Teixeira Duarte volta aos lucros com venda do Lagoas Park

A construtora encerrou o semestre com um resultado líquido de 17 milhões de euros. Mais-valia com a venda do Lagoas Park tirou a Teixeira Duarte do vermelho.

A Teixeira Duarte voltou aos lucros. Depois de ter registado prejuízos de 9 milhões nos primeiros seis meses do ano passado, conseguiu resultados líquidos positivos na primeira metade deste ano, beneficiando da mais-valia obtida com a venda da totalidade do capital do Lagoas Park.

“Os resultados líquidos atribuíveis a detentores de capital foram positivos em 17,37 milhões de euros, que se comparam com os 9,09 milhões negativos registados em junho de 2017”, diz a Teixeira Duarte em comunicado enviado à CMVM.O EBITDA registou um aumento de 3,8% face a junho de 2017 e fixou-se em 91,17 milhões de euros”, acrescenta.

“Nos primeiros seis meses de 2018, este indicador [o EBITDA] foi influenciado” por alguns aspetos, nomeadamente a “alienação da participada detida a 100% ‘Lagoas Park’, com ganhos de 24,89 milhões de euros”. O centro de escritórios de Oeiras foi vendido por um total de 375 milhões de euros, enquanto a posição na Lusoponte gerou um encaixe de 23,3 milhões (mais-valia de 18 milhões) que ainda não está repercutido nestas contas.

Mas, salienta a construtora, houve mais aspetos a determinar a evolução das contas neste primeiro semestre, comparativamente ao primeiro do ano passado.

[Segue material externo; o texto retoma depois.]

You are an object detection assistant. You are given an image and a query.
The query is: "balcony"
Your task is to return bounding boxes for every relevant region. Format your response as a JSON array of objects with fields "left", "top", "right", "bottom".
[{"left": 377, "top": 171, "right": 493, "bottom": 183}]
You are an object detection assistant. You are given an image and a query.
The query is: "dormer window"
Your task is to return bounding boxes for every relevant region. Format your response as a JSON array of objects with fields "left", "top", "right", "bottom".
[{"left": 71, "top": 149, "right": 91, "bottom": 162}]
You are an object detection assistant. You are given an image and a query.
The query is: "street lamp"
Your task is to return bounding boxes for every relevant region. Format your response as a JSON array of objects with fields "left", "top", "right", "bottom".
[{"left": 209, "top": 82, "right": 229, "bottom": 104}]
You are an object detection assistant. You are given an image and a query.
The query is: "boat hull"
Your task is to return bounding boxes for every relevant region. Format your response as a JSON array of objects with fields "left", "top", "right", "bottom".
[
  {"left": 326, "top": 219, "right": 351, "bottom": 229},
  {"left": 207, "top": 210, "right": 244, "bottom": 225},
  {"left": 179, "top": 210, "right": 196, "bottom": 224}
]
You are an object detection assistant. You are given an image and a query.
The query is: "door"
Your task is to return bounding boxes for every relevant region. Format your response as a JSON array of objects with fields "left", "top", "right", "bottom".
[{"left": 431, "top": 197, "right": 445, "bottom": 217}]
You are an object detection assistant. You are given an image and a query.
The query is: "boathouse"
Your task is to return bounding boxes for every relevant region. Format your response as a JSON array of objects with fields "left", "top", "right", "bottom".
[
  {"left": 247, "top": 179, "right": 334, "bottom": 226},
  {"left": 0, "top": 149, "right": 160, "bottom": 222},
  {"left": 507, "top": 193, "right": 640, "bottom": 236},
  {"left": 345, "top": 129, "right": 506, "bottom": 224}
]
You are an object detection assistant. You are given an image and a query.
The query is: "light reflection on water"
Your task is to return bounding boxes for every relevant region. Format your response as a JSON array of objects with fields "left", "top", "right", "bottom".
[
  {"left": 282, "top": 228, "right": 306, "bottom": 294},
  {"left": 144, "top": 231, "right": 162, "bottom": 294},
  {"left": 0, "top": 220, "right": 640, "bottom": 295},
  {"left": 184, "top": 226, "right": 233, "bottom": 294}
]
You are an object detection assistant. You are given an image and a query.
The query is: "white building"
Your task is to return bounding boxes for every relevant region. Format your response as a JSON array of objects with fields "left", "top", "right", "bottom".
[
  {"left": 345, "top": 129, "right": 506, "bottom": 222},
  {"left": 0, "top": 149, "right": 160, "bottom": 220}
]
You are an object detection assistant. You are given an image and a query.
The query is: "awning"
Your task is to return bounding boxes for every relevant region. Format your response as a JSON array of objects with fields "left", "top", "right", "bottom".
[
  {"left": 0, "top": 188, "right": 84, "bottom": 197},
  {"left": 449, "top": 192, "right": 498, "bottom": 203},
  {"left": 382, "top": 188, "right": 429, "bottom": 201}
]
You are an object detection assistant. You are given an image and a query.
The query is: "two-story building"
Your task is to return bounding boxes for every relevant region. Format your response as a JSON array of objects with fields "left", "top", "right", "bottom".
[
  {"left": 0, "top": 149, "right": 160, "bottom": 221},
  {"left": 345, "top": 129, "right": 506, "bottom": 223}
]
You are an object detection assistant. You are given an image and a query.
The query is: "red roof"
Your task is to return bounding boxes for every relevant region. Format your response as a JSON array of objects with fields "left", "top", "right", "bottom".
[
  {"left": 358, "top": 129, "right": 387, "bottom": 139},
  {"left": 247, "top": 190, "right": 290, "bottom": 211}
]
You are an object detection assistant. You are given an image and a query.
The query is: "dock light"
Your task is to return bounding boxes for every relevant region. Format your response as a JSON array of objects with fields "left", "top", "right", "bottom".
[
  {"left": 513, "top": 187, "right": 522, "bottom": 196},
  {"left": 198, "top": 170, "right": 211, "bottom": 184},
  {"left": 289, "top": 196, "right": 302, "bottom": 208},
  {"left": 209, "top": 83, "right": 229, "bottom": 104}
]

Aponta as “diferenças de câmbio operacionais, que em 2018 tiveram um impacto positivo no montante de 17,22 milhões“, a “valorização do justo valor das propriedades de investimento em 2018 no montante de 12,68 milhões” e os “custos operacionais não recorrentes de 14 milhões de euros, nomeadamente decorrentes de imparidades de ativos a receber”.

Mais lucros, mas menos receitas

Enquanto os lucros subiram, influenciados por fatores como a venda do Lagoas Park, o volume de negócios atingiu 428,4 milhões de euros, “o que reflete uma diminuição 9,8% face a junho de 2017, ou seja, uma quebra de 46.685 milhares de euros“, salienta a Teixeira Duarte.

A empresa salienta que “em Portugal, registou-se um aumento de 32.874 milhares de euros face a junho de 2017, o que se considera positivo tendo em conta, nomeadamente, que no final desse semestre do ano passado as sociedades Recolte e Recolte (Porto) – alienadas em julho de 2017 – ainda integravam o perímetro de consolidação do grupo e haviam contribuído com 6,15 milhões de euros para o volume de negócios desse período”.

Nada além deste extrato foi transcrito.